Ah, les poussées de croissance qui reviennent trop souvent. Elles te font souffrir ! Mais elles te font aussi grandir. Elles te font devenir celui que tu es, un grand bonhomme adorable et brillant, joyeux la plupart du temps, juste assez boudeur pour me rappeler que la puberté sonne à la porte. Pris entre l’arbre et l’écorce, accroc au cordon ombilical et prêt à en décrocher la seconde d’après.

Au retour de l’école, tes pieds te démangent, tu dois bouger. « Maman, je m’en vais jouer au basket ! »

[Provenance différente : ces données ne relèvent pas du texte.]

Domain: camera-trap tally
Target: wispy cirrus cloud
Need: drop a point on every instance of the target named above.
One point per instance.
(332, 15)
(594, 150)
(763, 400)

Même pas le temps de dire « bye » que tu es déjà parti. Tu reviendras juste à temps pour le repas. Parfois même, tu passeras tout droit, jusqu’à ce que ton estomac te rappelle à l’ordre. Je sais que tu es avec tes amis en train de faire du sport. Tu pourrais être en train de faire des niaiseries ou des graffitis, en train de reluquer les filles ou de fumer ton premier joint. Mais non. Tu t’autonomises sainement, à ton rythme. Et tu reviens toujours.

Je t’ai toujours dit que tu serais toujours mon bébé tout en étant mon très grand garçon. Je le crois encore. Je te trouve beau quand tu t’éloignes de la maison parce que tu vas rejoindre tes amis et ta vie. Et je te trouve beau quand tu reviens te coller en disant qu’on t’a manqué. Chaque moment que tu nous donnes, je le prends, je le savoure. Je sais qu’ils seront de moins en moins fréquents, et c’est bon signe : ça veut dire que tu suis ton cours. Tu prends ton envol, tranquillement pas vite, avec ton sentiment de sécurité et l’assurance que nous t’aimons.

Tu fais ton cheminement, je fais le mien. J’ai besoin d’apprendre à être la mère de toi en version plus indépendante. C’est un défi d’apprendre à te laisser prendre tes décisions. Mais jusqu’à maintenant, tu me montres que j’ai toutes les raisons de te faire confiance, alors j’observe et j’admire mon fils à l’œuvre.

Je t’annonce tout de suite qu’à l’occasion, je vais te réclamer. Je vais imposer mon droit de véto pour te garder pour nous pendant quelques heures, pour un repas ou une activité, ou juste parce que. Même quand tu seras rendu tellement grand que tu vivras dans ton propre nid, je vais chérir nos moments ensemble. Et je vais encore te murmurer à l’oreille « je t’aime mon bébé ».

D’ici là, vas-y, grandis ! Mais pas trop vite.